Forbes recently listed interactive content as one of the top trends that will emerge in the future of content marketing. We’ve seen marketers dip their toes into these waters already with tactics like contextual content and online quizzes.

It’s certainly nice to send out a poll to your email list, and a lively conversation in the comments section of your blog is a great thing to have.

But where can your listeners actually hear you talking about their concerns? Where can they hear their own voice asking you a question or addressing a challenge they’re facing in their industry?

That’s right – your podcast. In a truly authentic relationship, communication goes both ways.

Podcasting provides a powerful avenue for interaction: Even if you aren’t covering an unsolved homicide, the mere fact that your audience is invested enough to send in a question or have their own voice played on your podcast is a big win in B2B marketing. This input is hugely valuable for building a loyal audience that cares about what you publish, which is one of the most important steps of successful content marketing.

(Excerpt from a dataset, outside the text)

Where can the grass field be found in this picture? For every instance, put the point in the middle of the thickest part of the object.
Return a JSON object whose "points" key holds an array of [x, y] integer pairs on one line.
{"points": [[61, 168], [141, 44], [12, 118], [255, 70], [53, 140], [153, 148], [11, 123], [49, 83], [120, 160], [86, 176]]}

How do you do it? Tips for keeping a podcast authentic

How exactly do you maintain authenticity when it comes to podcasting? Here are three ways:

1. Be honest. Say what you feel. You don’t want to fill your episodes with lengthy personal tirades, but you shouldn’t be afraid to express your opinion when you hit record. Your audience is looking for a unique, fresh view on the issues they care about: Give the people what they want.

2. Use YOUR personality. That means you, the person, not your brand’s voice. Sorry to break it to you, but no matter how many ping pong tables you have in your lounge or how cool your company t-shirts are, an individual person will always relate better to the voice of another individual. Let your own personality shine through.

3. Listen. It might sound weird to recommend this step for a marketing channel that involves so much talking. But if you aren’t listening, your podcast is doomed. Listen to what your audience is telling you. Listen to what other podcasts are doing. Listen to the trends in the industry. Keep your ears open, act on what you hear, and you’ll find your own authentic niche in the world of podcasting.

“Be yourself — everyone else is taken”

Joe Pulizzi summed up his company’s week-long 2015 Content Marketing World event, attended by over 3,000 people from 53 different countries, with two words of advice to marketers:

Be authentic.

As of 2015, 1 out of every 3 Americans over the age of 12 has listened to a podcast. Don’t squander this tremendous opportunity to build a relationship with your target market. If you can create value for your listeners and convey your unique voice, your podcast will build an authentic connection to your ideal customers.